B: Bob has a 10% chance of eating sushi in the same time period.
C: Bob has a 0.05% chance of getting taxoplasmosis.
D: Bob has a 50% chance of spilling his soya sauce, knowing Bob.
What’s the chance that all of this is going to happen?
$$
P(A,B,C,D)=P(A)P(B|A)P(C|A\cap{B})P(D|A\cap{B}\cap{C})
$$
What is \(P(B|A)\)? Let us say, from history, half of the time Bob goes to a restaurant, he goes the sushi restaurant in the food court. P(B|A) is therefore 50%.
$$
P(A,B,C,D)=0.25\times0.5\times{P(C|A\cap{B})}\times{P(D|A\cap{B}\cap{C})}
$$
What about \(P(C|A\cap{B})\)? Well, Bob has never gotten taxoplasmosis while eating sushi in a restaurant. That time Bob ate his own home-made sushi is out of scope.
$$
P(A,B,C,D)=0.25\times0.5\times{0}\times{P(D|A\cap{B}\cap{C})}
$$
There is no point in going on. Bob will probably never spill his soya sauce while getting taxoplasmosis eating restaurant sushi, because historically he never got sushi-restaurant-taxoplasmosis before. With any luck, one gets the picture.
MECE Product Rule
$$ P(A,B,C,D)=P(A)P(B)P(C)P(D) $$
Bayes’ Rule
This is big for AI. It demonstrates how systems can learn based on new data. Peter Gleeson, author of Bayes Rule Explained for Beginners, does a nice job in his post. Read it. Understand it. Some quick notes:
Bayes’ Rule:
$$ P(A|B) = P(A)\times{{P(B|A)\over{P(B)}}} $$
- P(A|B) is posterior probability, i.e. the updated probability after the evidence is considered (Gleeson: what are the chances of a goal, given the cheering coming from the neighbour watching the game on TV?)

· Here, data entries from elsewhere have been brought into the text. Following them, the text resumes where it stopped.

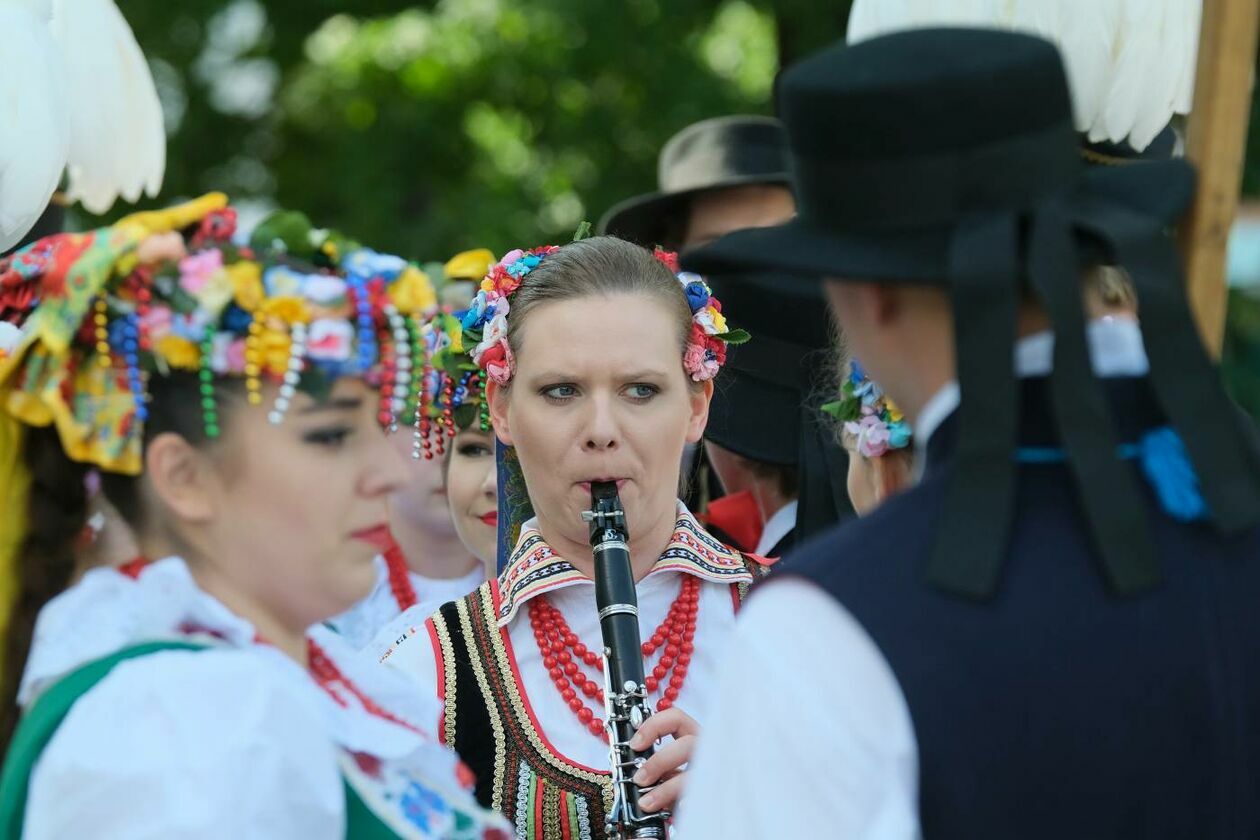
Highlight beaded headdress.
[822,359,911,458]
[462,246,750,385]
[412,302,490,458]
[0,194,436,475]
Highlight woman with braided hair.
[0,194,508,837]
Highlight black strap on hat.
[1076,199,1260,533]
[689,29,1260,598]
[796,390,853,542]
[927,213,1019,598]
[1028,199,1159,593]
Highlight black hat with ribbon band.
[599,115,791,248]
[684,29,1260,597]
[704,272,852,538]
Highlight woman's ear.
[687,379,713,443]
[485,379,513,446]
[145,432,218,523]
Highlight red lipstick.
[350,523,393,552]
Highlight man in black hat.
[600,116,849,557]
[704,272,852,558]
[600,115,796,251]
[680,29,1260,839]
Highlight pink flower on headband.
[479,339,517,385]
[651,246,682,275]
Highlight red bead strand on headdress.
[306,639,420,733]
[384,540,420,610]
[529,576,701,738]
[131,266,154,353]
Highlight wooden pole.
[1181,0,1260,355]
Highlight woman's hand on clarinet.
[630,707,701,814]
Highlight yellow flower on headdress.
[389,266,437,315]
[223,261,266,312]
[258,330,294,375]
[154,335,202,370]
[260,295,311,324]
[708,306,727,332]
[442,248,494,280]
[193,268,236,320]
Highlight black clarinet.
[582,481,669,840]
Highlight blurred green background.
[95,0,1260,417]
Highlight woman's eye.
[626,383,660,400]
[302,426,354,448]
[542,385,577,402]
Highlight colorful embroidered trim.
[498,506,752,627]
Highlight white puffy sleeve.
[23,650,345,840]
[678,578,919,840]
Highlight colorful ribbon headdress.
[460,246,750,569]
[0,193,435,617]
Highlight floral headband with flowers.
[822,359,910,458]
[461,246,750,385]
[412,252,494,458]
[0,194,436,475]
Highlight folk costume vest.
[428,508,769,840]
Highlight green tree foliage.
[105,0,796,258]
[93,0,1260,416]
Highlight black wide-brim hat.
[704,272,834,466]
[704,272,853,540]
[683,29,1260,597]
[599,115,791,248]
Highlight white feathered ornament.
[0,0,166,252]
[848,0,1203,151]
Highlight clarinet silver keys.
[582,481,669,840]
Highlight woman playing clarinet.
[386,237,765,840]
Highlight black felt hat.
[704,272,852,539]
[683,29,1260,597]
[600,116,791,247]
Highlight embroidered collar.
[499,502,752,627]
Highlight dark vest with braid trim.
[784,379,1260,840]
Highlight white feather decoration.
[0,0,69,251]
[52,0,166,213]
[848,0,1202,151]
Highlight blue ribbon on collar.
[1016,426,1210,523]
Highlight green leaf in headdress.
[249,210,314,257]
[317,230,362,268]
[713,330,752,344]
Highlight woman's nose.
[582,398,620,452]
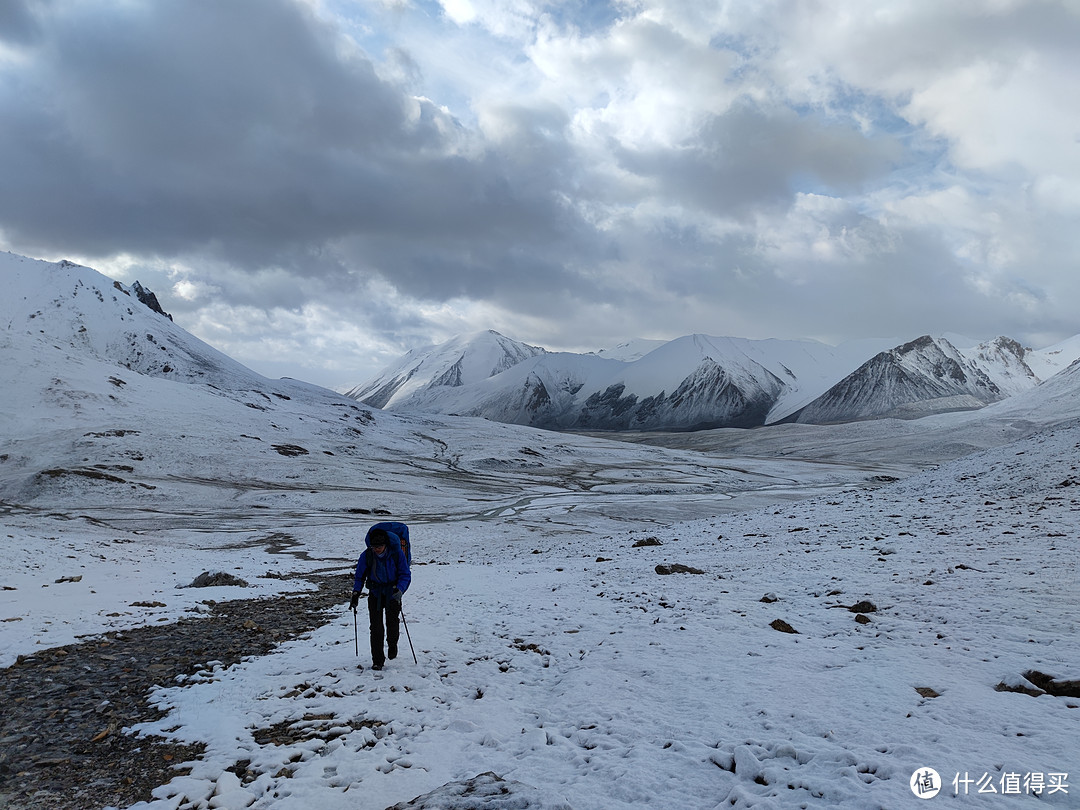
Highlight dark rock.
[188,571,247,588]
[1024,670,1080,698]
[657,563,704,575]
[132,281,173,321]
[387,771,572,810]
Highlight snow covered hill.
[785,335,1019,424]
[0,252,1080,810]
[0,255,851,523]
[348,332,1080,431]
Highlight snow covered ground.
[0,427,1080,810]
[0,257,1080,810]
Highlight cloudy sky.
[0,0,1080,388]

- P(A) is the prior probability (what’s the likelihood of a goal at all?)
- P(B|A) is the likelihood, the probability of the evidence, given that A is true (What’s the likelihood of the neighbour cheering if there is a goal?)

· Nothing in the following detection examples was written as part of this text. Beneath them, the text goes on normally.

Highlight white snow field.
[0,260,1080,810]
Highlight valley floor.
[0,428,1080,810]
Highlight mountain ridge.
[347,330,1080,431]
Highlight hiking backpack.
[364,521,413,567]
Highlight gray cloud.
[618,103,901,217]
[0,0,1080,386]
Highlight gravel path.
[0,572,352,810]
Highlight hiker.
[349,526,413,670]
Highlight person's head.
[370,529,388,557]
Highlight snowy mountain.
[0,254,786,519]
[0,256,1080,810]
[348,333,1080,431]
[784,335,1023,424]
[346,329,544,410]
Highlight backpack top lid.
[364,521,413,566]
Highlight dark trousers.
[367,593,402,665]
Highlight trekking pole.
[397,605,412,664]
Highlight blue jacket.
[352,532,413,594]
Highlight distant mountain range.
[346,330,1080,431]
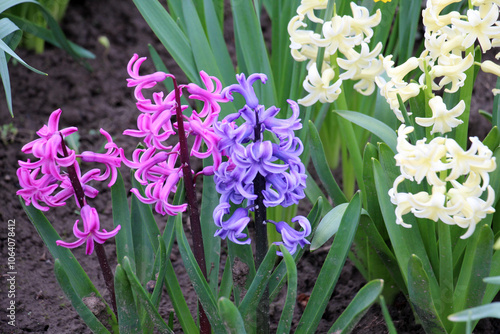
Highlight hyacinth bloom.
[121,54,227,215]
[19,109,78,181]
[17,109,121,254]
[269,216,311,256]
[415,96,465,134]
[213,74,311,253]
[389,125,496,239]
[56,205,121,255]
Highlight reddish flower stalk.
[172,78,211,334]
[59,133,118,314]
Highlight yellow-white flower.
[297,0,328,23]
[379,55,419,85]
[448,177,495,239]
[451,5,500,52]
[429,53,474,93]
[315,15,363,55]
[394,124,447,186]
[337,42,382,80]
[298,63,342,106]
[350,1,382,43]
[422,0,460,32]
[288,15,319,61]
[375,76,421,122]
[411,186,460,225]
[445,137,496,190]
[353,58,384,95]
[415,96,465,134]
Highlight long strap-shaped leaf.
[21,200,113,314]
[175,215,225,333]
[231,0,276,106]
[115,265,142,333]
[134,0,201,84]
[238,245,277,325]
[111,171,135,272]
[328,279,384,334]
[407,254,446,334]
[296,192,361,333]
[276,246,297,333]
[54,259,114,334]
[217,297,246,334]
[122,257,174,334]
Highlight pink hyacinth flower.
[56,205,121,255]
[19,109,78,181]
[16,167,64,211]
[79,129,122,187]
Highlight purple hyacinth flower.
[186,71,228,117]
[222,73,267,109]
[233,141,288,183]
[19,109,78,181]
[56,205,121,255]
[213,203,250,245]
[268,216,311,256]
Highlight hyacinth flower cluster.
[17,109,121,255]
[288,0,384,106]
[213,73,311,255]
[389,124,496,239]
[122,55,226,216]
[376,0,500,122]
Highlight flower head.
[56,205,121,255]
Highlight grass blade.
[296,192,361,333]
[328,279,384,333]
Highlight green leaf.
[217,297,246,334]
[483,126,500,151]
[165,254,199,333]
[130,184,154,286]
[328,279,384,333]
[175,215,225,333]
[309,121,347,205]
[276,245,297,333]
[335,110,397,153]
[448,302,500,322]
[134,0,201,84]
[231,0,276,106]
[20,198,113,314]
[111,171,135,272]
[238,245,277,324]
[373,159,438,291]
[483,276,500,285]
[379,296,398,334]
[453,225,493,333]
[115,264,142,333]
[408,254,447,333]
[54,259,113,334]
[121,257,173,333]
[269,197,324,301]
[200,159,221,295]
[311,203,348,251]
[296,192,361,333]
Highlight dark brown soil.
[0,0,498,334]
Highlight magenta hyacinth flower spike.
[56,205,121,255]
[19,109,78,181]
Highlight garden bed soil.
[0,0,500,334]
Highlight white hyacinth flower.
[451,5,500,52]
[297,63,342,106]
[415,96,465,134]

- P(B) is the marginal probability, the probability of the evidence, no matter the circumstance (what’s the probability of cheering at all? Doesn’t matter why, perhaps it is for a goal, a break-away, an opposing player being tripped without the ref seeing, the streaker being chased by the cops ..?)
Bayes’ Rule is derived from the definition of conditional probabilility.
$$\begin{aligned} P(A\cap{B}) &= P(A|B)P(B) \\ P(A|B)P(B) &= P(B|A)P(A) \\ P(A|B) &= {P(B|A)P(A)\over{P(B)}} \end{aligned}$$
Generalization
Where r represents one probability of A chosen from a sample space divided by a set of probabilities \({A_1, A_2, …, A_k}\):
$$\begin{aligned} P(A_r|B) &= {P(A_r\cap{B})\over{\Sigma^k_{i=1}P(A_i\cap{B})}}\\ P(A_r|B) &= {P(B_r)P(A|B_r)\over{\Sigma^k_{i=1}P(B_i)P(A|B_i)}} \end{aligned}$$
Diachronic Bayes is a term referring to updating the probability of a hypothesis P(A|B) given new data (B) over time. It’s just a term for applying Bayes’ Rule in practice.
Discrete Distribution Functions
Reread Decision Analytics’ Math for Simulations 1.
Continuous Distribution Functions
Continuous data has an infinite set of real numbers between 0 and 1. The probability that any exact value in the set will be hit is close to 0. The probability density function (PDF) and cumulative distribution function (CDF) are used. PDF and CDF use integral calculus to calculate area under the curve (AUC).
- PDF: \(P(a<X<b)\), the AUC between bounds a and b
- CDF: \(P(X\le{x})\), the AUC bounded on the right by x, with no left bound (i.e., \(-\infty\)).
BTW, get used to AUC. It comes up as a measure of an ML model’s fitness for purpose.
Covariance and the Correlation Coefficient
Reread Decision Analytics’ Math for Simulations 2.
Conclusion
These notes on math should be enough to understand the basics of Machine Learning concepts. Some linear arithmetic may be necessary; in which case the ML notes will have asides.